Vector matvec(const Matrix& A, const Vector& x) {
  Vector y(A.num_rows());    // Create vector of appropriate size
  for (size_t i = 0; i < A.num_rows(); ++i) {
    for (size_t j = 0; j < A.num_cols(); ++j) {
      y(i) += A(i, j) * x(j);
    }
  }
}

Note that we can use the same name for the two functions — matvec — because they have different parameter lists. (Using the same name for two functions is called overloading the function.)

Now we need to make one more observation. We have the same verbatim code for both versions of matvec. When we talked about procedural abstraction we emphasized the importance of encapsulating specific functionality in one place — and in just one place.

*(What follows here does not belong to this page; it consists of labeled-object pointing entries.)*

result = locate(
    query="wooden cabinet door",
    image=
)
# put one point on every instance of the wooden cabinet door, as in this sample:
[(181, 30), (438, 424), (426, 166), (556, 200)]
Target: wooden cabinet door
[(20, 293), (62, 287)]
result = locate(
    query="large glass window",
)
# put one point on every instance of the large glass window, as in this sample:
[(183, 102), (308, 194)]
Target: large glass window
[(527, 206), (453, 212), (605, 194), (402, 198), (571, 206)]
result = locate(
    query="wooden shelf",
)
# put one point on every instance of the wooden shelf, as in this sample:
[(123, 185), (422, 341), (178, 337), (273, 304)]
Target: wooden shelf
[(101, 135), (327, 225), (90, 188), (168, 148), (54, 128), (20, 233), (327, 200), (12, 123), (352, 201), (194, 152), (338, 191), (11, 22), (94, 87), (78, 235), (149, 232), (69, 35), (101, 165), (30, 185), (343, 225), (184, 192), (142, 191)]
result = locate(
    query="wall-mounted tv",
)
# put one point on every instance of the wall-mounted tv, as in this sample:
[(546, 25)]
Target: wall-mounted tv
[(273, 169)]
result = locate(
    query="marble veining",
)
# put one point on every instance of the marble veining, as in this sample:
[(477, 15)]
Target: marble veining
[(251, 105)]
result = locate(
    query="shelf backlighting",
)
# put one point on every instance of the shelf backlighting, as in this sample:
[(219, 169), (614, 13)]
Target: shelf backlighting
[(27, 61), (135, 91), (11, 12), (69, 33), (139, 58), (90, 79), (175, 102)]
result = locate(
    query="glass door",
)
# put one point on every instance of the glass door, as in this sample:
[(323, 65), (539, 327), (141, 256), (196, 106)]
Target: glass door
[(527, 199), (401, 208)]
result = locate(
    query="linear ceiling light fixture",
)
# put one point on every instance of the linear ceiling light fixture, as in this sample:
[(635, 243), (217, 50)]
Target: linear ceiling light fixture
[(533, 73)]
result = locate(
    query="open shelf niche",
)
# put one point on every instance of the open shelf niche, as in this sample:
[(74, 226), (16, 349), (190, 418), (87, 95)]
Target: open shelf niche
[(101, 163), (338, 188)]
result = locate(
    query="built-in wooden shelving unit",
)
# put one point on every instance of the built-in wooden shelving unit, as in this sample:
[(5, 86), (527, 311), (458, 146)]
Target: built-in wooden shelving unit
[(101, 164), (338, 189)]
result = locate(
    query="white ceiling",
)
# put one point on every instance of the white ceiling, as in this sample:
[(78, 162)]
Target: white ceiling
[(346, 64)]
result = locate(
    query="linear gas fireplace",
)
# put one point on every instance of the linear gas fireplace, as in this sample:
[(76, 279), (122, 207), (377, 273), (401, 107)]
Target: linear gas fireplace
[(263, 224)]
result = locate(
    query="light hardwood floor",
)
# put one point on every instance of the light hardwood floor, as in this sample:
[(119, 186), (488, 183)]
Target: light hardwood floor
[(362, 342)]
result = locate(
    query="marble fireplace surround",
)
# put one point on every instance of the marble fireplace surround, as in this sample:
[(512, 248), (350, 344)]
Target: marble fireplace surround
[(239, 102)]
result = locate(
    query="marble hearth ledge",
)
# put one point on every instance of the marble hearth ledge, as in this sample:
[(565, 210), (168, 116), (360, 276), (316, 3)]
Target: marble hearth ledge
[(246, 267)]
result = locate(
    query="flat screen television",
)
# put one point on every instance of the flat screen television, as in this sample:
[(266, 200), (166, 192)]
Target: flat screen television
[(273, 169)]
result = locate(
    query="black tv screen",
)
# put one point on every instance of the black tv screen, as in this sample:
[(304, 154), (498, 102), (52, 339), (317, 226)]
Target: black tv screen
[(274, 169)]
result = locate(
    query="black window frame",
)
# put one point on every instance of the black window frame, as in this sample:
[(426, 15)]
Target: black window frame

Since the first matvec does what is in the inner loop of the second, we can implement the second with a call to the first:

Vector matvec(const Matrix& A, const Vector& x) {
  Vector y(A.num_rows());    // Create vector of appropriate size
  matvec(A, x, y);           // Call the three-argument matvec
}

We can do the same thing for matrix-matrix product:

void matmat(const Matrix& A, const Matrix& B, Matrix& C) {
  for (size_t i = 0; i < C.num_rows(); ++i) {
    for (size_t j = 0; j < C.num_cols(); ++j) {
      for (size_t k = 0; k < A.num_cols(); ++k) {
        C(i, j) += A(i, k) * B(k, j);
      }
    }
  }
}

Matrix matmat(const Matrix& A, const Matrix& B) {
  Matrix C(A.num_rows(), B.num_cols());
  matmat(A, B);
}

We will see this pattern in several places as we build out more math functions in this course.

Finally, we haven’t done any error checking in these operations. We would want to make sure, for instance, that A, B, and C are compatible for multiplication. We can use assertions to check this:

void matmat(const Matrix& A, const Matrix& B, Matrix& C) {
  assert(A.num_cols() == B.num_rows());
  assert((A.num_rows() == C.num_rows()) && (B.num_cols() == C.num_cols()));
  for (size_t i = 0; i < C.num_rows(); ++i) {
    for (size_t j = 0; j < C.num_cols(); ++j) {
      for (size_t k = 0; k < A.num_cols(); ++k) {
        C(i, j) += A(i, k) * B(k, j);
      }
    }
  }
}

Matrix matmat(const Matrix& A, const Matrix& B) {
  assert(A.num_cols() == B.num_rows());
  Matrix C(A.num_rows(), B.num_cols());
  matmat(A, B);
}

Question for thought, where else might we want to use assertions in the code we have developed above (e.g., in the class definitions for Matrix and Vector)? In problem set #2 we discuss assertions in more detail. Why is it important that we be able to, in effect, “remove” the calls to assert with the appropriate setting of the NDEBUG macro?